In former times the bottles used to be placed with their heads downwards on tables pierced with holes, from which they had to be removed and agitated. At a still earlier date the process was more or less successfully accomplished by holding the bottles upside down by the neck, tapping them at the bottom to detach the sediment, and then, after shaking them well up, laying them on their sides until the operation was repeated. In 1818, however, a man named Müller, in the employment of Madame Clicquot, suggested that the bottles should remain in the tables whilst being shaken, and further that the holes should be cut obliquely, so that they might recline at varying angles. His suggestions were privately adopted by Madame Clicquot; but eventually the improved plan got wind, and the system which he initiated now prevails throughout the Champagne.[415]

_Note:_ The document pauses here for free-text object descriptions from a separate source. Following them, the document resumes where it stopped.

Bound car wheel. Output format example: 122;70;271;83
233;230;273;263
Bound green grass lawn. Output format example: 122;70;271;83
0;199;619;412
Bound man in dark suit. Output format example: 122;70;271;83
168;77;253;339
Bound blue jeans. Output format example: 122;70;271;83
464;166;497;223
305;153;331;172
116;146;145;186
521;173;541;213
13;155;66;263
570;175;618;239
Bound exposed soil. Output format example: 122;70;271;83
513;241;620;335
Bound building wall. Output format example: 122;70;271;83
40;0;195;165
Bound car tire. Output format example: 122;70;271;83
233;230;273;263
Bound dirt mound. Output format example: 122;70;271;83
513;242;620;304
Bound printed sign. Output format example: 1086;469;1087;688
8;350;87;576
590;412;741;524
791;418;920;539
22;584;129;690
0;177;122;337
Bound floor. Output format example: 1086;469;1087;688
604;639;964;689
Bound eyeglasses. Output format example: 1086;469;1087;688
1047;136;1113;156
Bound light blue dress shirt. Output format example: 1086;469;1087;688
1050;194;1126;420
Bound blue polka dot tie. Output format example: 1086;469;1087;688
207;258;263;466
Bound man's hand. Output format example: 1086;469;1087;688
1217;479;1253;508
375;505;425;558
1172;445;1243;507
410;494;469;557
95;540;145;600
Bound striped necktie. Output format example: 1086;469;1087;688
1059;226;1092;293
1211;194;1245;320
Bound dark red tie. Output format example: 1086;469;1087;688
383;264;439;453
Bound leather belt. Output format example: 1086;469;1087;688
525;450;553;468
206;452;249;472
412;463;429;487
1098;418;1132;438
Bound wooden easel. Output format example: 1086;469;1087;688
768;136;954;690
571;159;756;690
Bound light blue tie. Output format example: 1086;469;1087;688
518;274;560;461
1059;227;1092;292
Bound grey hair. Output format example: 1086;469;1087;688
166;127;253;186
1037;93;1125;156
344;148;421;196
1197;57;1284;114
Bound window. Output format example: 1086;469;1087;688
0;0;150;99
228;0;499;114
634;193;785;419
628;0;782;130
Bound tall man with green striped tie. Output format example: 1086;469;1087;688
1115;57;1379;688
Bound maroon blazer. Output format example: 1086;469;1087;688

When the bottles have gone through their regular course of shaking, they are examined before a lighted candle to ascertain whether the deposit has all fallen on to the cork, and the wine has become perfectly clear. Sometimes it happens that, twist these men never so wisely, the deposit, instead of becoming flaky or granular, refuses to stir, and takes the shape of a bunch of threads technically called a ‘claw,’ or an adherent membrane styled a ‘mask.’ When this is the case an attempt is made to start it by tapping the part to which it adheres with a piece of iron, the result being frequently the sudden explosion of the bottle in the workman’s hands. By way of precaution, therefore, the operator protects his face with a wire mask, or by gigantic wire spectacles, which give to him a ghoul-like aspect. Frequently it is found impossible to detach the ‘mask’ from the side of the bottle, and in this case the only thing that remains is to pour the wine back again into the cask, with the view of mixing it in some future cuvée.[416]